Lotissement, salubrité et fiscalité communale au cœur des débats

Outre le PCD et le retrait de l’AIMF, la session extraordinaire est également consacrée à l’examen de plusieurs projets structurants. Il s’agit notamment d’un projet de lotissement dans l’arrondissement n°4, porté par la Société nationale d’aménagement des terrains urbains. Dans cette dynamique d’accompagnement du développement urbain et pour des raisons de capacité juridique, la commune est appelée à statuer sur ce projet afin d’autoriser sa mise en œuvre et la signature de conventions avec le partenaire concerné.

La session permettra également de faire le point sur la nouvelle réglementation relative à la salubrité urbaine et à la gestion des déchets ménagers dans la commune de Bobo-Dioulasso. Un texte qualifié de phare par le PDS, récemment adopté et appelé à être largement diffusé. « Ce texte s’applique à toute personne vivant dans l’agglomération de Bobo-Dioulasso. Il fixe des obligations aussi bien pour les ménages que pour les acteurs économiques », a-t-il précisé, tout en sollicitant l’appui des médias pour sa vulgarisation.

Une vue des participants à l’ouverture de la session extraordinaire

Une quinzaine de délibérations à fort impact communal

Au total, quinze points de décision sont inscrits à l’ordre du jour. Ils portent notamment sur l’amendement du procès-verbal de la quatrième session ordinaire de 2025, l’adoption du PCD 2026-2030, la modification de la dénomination de la Structure de gestion des équipements et infrastructures marchands (SGEIM), ainsi que la résiliation de la convention de partenariat entre la commune et l’Association des taxi-motos de Bobo-Dioulasso (ATMB). S’y ajoutent la révision des droits de stationnement des tricycles, l’adoption de cahiers des charges pour les forages et les ouvrages hydrauliques, l’institution de nouvelles taxes communales, la mutation foncière, l’aménagement de parkings écologiques, ainsi que des projets d’infrastructures sanitaires et marchandes.

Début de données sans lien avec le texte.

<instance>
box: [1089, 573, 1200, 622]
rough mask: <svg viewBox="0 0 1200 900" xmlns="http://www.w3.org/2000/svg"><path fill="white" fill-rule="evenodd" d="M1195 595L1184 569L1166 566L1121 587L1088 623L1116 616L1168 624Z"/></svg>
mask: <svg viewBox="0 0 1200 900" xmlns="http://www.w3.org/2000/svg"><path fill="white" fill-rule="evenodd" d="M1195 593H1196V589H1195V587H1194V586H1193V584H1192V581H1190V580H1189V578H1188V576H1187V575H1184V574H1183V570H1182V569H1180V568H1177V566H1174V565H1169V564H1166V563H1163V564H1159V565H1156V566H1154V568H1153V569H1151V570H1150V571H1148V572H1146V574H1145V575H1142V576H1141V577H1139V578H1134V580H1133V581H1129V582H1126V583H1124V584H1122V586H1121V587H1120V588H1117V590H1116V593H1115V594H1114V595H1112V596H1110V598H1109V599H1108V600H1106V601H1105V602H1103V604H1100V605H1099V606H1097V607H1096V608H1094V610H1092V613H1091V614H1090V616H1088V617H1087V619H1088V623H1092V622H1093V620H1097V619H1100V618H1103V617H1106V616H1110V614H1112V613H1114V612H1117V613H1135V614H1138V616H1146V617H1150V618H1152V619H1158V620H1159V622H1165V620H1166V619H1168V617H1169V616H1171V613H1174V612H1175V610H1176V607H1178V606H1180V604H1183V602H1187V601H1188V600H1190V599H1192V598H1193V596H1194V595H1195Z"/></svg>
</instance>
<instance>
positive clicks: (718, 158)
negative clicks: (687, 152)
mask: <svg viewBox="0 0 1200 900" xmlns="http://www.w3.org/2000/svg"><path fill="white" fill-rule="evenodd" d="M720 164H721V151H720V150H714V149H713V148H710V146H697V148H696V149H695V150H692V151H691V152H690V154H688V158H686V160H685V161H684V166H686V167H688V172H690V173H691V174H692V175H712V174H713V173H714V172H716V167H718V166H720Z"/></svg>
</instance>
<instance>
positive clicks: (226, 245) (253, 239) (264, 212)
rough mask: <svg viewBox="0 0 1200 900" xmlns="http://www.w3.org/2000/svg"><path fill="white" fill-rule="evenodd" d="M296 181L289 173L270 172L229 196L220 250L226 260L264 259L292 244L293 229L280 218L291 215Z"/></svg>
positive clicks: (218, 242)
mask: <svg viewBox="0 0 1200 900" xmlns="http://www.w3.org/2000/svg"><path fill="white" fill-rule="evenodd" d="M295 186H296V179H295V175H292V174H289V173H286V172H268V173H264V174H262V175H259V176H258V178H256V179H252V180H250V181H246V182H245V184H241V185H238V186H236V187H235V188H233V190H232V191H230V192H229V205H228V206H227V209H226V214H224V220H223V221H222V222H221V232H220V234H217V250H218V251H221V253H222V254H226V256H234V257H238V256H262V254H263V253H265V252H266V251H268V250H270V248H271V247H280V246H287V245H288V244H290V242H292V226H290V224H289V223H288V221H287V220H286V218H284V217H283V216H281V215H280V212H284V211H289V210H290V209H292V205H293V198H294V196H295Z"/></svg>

En plus des points de décision, plusieurs communications sont prévues. Elles portent, entre autres, sur un projet d’innovation pour la reconstruction des tricycles destinés au transport urbain, les activités du Centre national d’appui à la transformation artisanale du coton (CNATAC), la Communauté des communes Grand Bobo (CC-GB), ainsi que les actions de la Brigade Laabal dans la ville.